Both sites/projects follow a new data publication paradigm: The web application now “merely” serves as browsable, human user interface to the data - allowing users to “window shop”. The actual, citable data underlying the apps is now one (or multiple) CLDF datasets, archived with and longterm-accessible via DOI from Zenodo. This separation of concerns relieves the web app from being the single-point-of-failure when it comes to data accessibility. At the same time, uniformity of data access - across many datasets - is actually improved thanks to the CLDF specification.

The Hindu Kush Areal Typology dataset bundles two CLDF datasets in one record on Zenodo - curated following the usage example in the cldfbench paper by List and Forkel.

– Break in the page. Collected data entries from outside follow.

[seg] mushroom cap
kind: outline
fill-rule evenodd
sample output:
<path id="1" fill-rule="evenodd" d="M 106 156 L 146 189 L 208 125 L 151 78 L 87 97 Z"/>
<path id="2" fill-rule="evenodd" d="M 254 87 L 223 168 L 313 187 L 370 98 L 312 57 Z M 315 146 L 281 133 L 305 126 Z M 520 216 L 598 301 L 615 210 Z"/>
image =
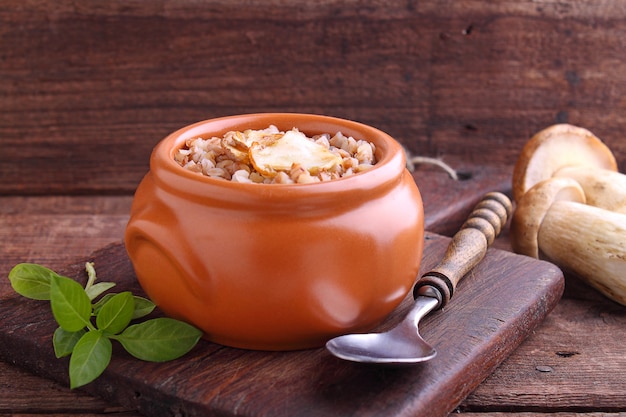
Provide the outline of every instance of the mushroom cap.
<path id="1" fill-rule="evenodd" d="M 539 228 L 555 201 L 585 204 L 585 192 L 568 177 L 548 178 L 535 184 L 521 197 L 511 218 L 511 246 L 515 252 L 539 258 Z"/>
<path id="2" fill-rule="evenodd" d="M 593 133 L 570 124 L 556 124 L 536 133 L 524 145 L 513 169 L 513 199 L 566 166 L 617 171 L 611 150 Z"/>

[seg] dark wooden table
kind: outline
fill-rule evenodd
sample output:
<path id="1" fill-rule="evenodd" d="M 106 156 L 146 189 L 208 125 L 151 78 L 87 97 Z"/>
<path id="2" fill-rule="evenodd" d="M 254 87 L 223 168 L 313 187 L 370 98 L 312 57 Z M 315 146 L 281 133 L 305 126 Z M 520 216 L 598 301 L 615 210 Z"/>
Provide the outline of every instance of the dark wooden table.
<path id="1" fill-rule="evenodd" d="M 439 233 L 453 232 L 468 207 L 454 207 L 455 195 L 506 190 L 504 170 L 475 170 L 474 180 L 453 182 L 445 174 L 418 171 L 427 224 Z M 446 186 L 449 193 L 437 191 Z M 15 263 L 29 261 L 61 268 L 92 251 L 117 242 L 128 219 L 130 196 L 0 198 L 0 271 L 6 277 Z M 433 207 L 450 207 L 450 215 Z M 431 207 L 429 209 L 429 207 Z M 495 247 L 508 249 L 507 232 Z M 555 310 L 457 411 L 467 416 L 626 411 L 626 309 L 571 277 Z M 0 294 L 10 290 L 0 281 Z M 48 414 L 135 416 L 126 409 L 80 390 L 0 362 L 0 415 Z"/>

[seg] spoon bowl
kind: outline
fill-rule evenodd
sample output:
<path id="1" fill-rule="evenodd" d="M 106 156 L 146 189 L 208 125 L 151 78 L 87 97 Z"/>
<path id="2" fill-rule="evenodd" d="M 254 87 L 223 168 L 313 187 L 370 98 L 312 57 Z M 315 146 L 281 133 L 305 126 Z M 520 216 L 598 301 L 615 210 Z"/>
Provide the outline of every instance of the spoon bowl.
<path id="1" fill-rule="evenodd" d="M 411 365 L 437 355 L 418 332 L 422 317 L 439 305 L 432 297 L 419 297 L 407 317 L 393 329 L 383 333 L 347 334 L 331 339 L 326 348 L 335 356 L 362 363 Z"/>

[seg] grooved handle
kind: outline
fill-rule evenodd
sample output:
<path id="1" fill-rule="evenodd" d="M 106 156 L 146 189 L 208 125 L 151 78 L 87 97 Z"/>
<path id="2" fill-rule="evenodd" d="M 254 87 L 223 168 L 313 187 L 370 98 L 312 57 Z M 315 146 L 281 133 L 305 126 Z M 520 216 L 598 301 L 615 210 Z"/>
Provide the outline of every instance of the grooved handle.
<path id="1" fill-rule="evenodd" d="M 504 194 L 485 194 L 452 238 L 442 261 L 415 284 L 413 296 L 417 298 L 422 287 L 434 287 L 441 294 L 438 308 L 443 308 L 459 281 L 483 259 L 512 211 L 511 200 Z"/>

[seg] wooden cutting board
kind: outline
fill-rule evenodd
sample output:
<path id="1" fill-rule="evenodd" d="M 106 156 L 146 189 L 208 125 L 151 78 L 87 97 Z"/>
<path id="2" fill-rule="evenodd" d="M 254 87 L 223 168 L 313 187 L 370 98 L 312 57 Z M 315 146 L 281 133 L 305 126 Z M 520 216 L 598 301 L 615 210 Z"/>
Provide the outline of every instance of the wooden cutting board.
<path id="1" fill-rule="evenodd" d="M 427 233 L 423 272 L 448 241 Z M 101 265 L 100 280 L 142 293 L 121 243 L 90 260 Z M 83 265 L 63 272 L 84 282 Z M 563 287 L 555 266 L 490 249 L 445 311 L 422 321 L 422 336 L 438 351 L 430 362 L 385 368 L 344 362 L 323 348 L 260 352 L 201 341 L 185 357 L 160 364 L 115 349 L 109 368 L 83 389 L 158 416 L 445 416 L 543 320 Z M 407 296 L 381 328 L 400 320 L 411 301 Z M 52 351 L 56 325 L 47 302 L 5 298 L 0 322 L 2 357 L 69 384 L 67 358 Z"/>

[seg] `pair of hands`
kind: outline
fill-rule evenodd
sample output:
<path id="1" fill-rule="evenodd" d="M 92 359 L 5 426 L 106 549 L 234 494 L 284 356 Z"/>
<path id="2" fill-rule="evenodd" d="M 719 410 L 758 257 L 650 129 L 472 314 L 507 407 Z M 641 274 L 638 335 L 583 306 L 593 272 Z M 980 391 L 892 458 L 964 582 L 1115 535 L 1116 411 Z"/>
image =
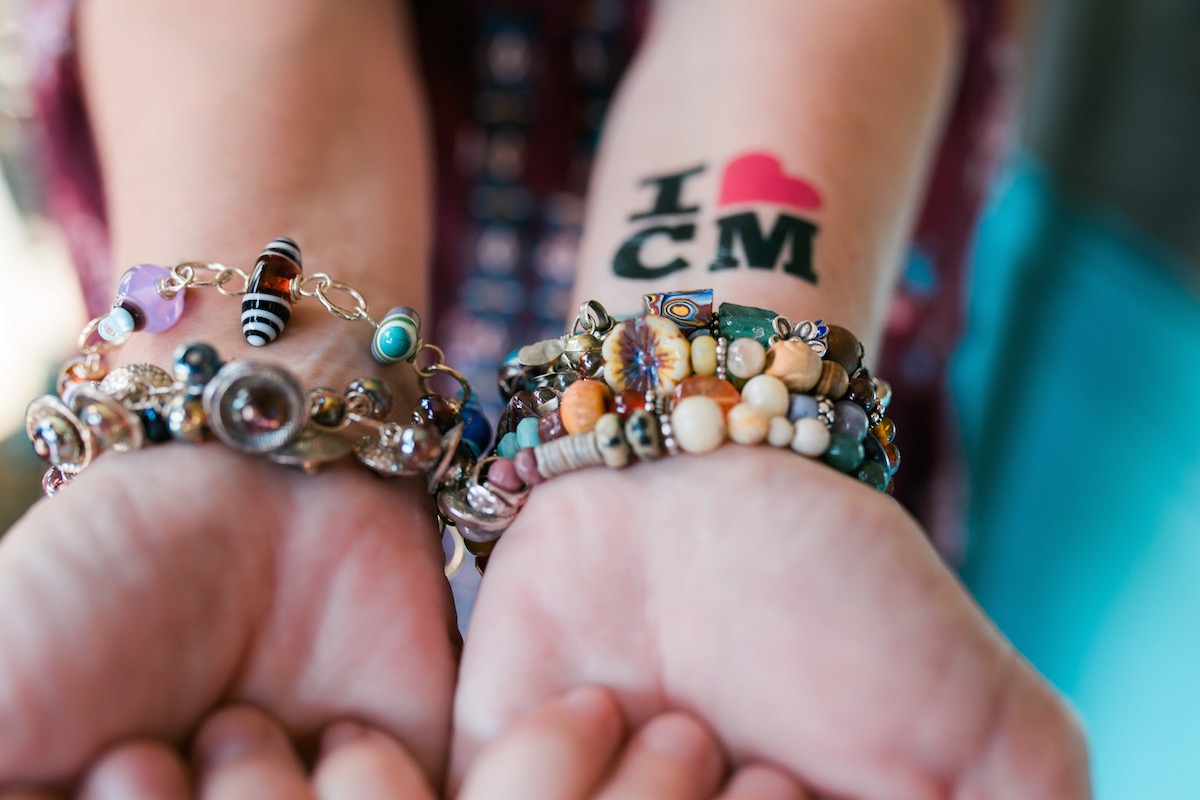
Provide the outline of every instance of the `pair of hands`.
<path id="1" fill-rule="evenodd" d="M 450 757 L 470 791 L 547 701 L 595 684 L 630 729 L 687 711 L 733 767 L 823 793 L 1086 795 L 1052 692 L 890 499 L 821 465 L 726 447 L 538 487 L 461 670 L 427 508 L 215 445 L 99 459 L 0 546 L 0 787 L 71 781 L 131 737 L 185 742 L 245 703 L 301 752 L 354 720 L 435 785 Z M 558 763 L 545 747 L 515 780 Z"/>

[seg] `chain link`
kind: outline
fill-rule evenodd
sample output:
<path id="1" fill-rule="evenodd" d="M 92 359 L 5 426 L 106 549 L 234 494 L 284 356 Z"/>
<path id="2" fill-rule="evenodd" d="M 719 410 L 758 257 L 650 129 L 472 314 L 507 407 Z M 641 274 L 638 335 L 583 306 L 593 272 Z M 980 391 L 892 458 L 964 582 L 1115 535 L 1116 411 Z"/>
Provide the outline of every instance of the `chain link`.
<path id="1" fill-rule="evenodd" d="M 431 353 L 433 360 L 427 366 L 422 367 L 418 361 L 421 354 L 425 352 Z M 432 390 L 429 388 L 429 381 L 438 375 L 446 375 L 458 383 L 461 397 L 455 398 L 456 402 L 465 406 L 471 401 L 471 396 L 474 394 L 471 382 L 467 380 L 467 376 L 446 364 L 446 354 L 442 352 L 442 348 L 435 344 L 422 343 L 412 358 L 412 365 L 413 371 L 417 373 L 417 384 L 421 387 L 422 392 L 430 394 Z"/>
<path id="2" fill-rule="evenodd" d="M 329 297 L 330 292 L 340 292 L 354 301 L 353 305 L 336 303 Z M 335 281 L 324 272 L 314 272 L 311 275 L 297 275 L 292 279 L 291 295 L 293 302 L 301 297 L 315 297 L 325 306 L 325 310 L 335 317 L 356 322 L 366 320 L 372 328 L 378 327 L 367 312 L 367 300 L 362 293 L 349 284 Z"/>
<path id="3" fill-rule="evenodd" d="M 579 306 L 579 316 L 575 318 L 575 324 L 571 326 L 570 332 L 582 331 L 592 336 L 603 336 L 616 324 L 616 320 L 604 306 L 600 305 L 598 300 L 588 300 Z"/>

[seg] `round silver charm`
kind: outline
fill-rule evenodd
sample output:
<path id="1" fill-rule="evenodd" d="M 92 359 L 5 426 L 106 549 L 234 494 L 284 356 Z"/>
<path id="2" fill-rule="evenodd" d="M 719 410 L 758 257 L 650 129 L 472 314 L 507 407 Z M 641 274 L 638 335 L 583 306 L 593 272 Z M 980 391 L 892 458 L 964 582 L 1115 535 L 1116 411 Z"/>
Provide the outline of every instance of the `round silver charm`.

TuLaR goes one step further and aggregates data from multiple Zenodo records. This can be done transparently by bundling the relevant datasets in a dedicated Zenodo community tular, and querying Zenodo’s OAI-PMH interface. To make this easier, we use our own zenodoclient package. The short code snippet below will

  • query all datasets in the TuLaR community
  • sort them by version number
  • print the latest version for each dataset:
from zenodoclient.oai import Records

for (org, repos), recs in itertools.groupby(
    sorted(
        oai.Records('tular'),
        key=lambda r: (r.repos.org, r.repos.repos, r.version),
        reverse=True),
    lambda r: (r.repos.org, r.repos.repos),
):
    if org == 'tupian-language-resources':
        print(r.repos.repos, r.tag)

Both apps profit from the CLDF specification because it minimizes the amount of code necessary to ingest the data into the app’s database.

In conclusion, not only does this new data publication paradigm relieve the web app from duties it was badly positioned to fulfill, but it also allows the app to take on a new role: It can function much like an overlay journal, adding a layer of quality control, or serving as a filter on top of the ever-growing universe of CLDF datasets.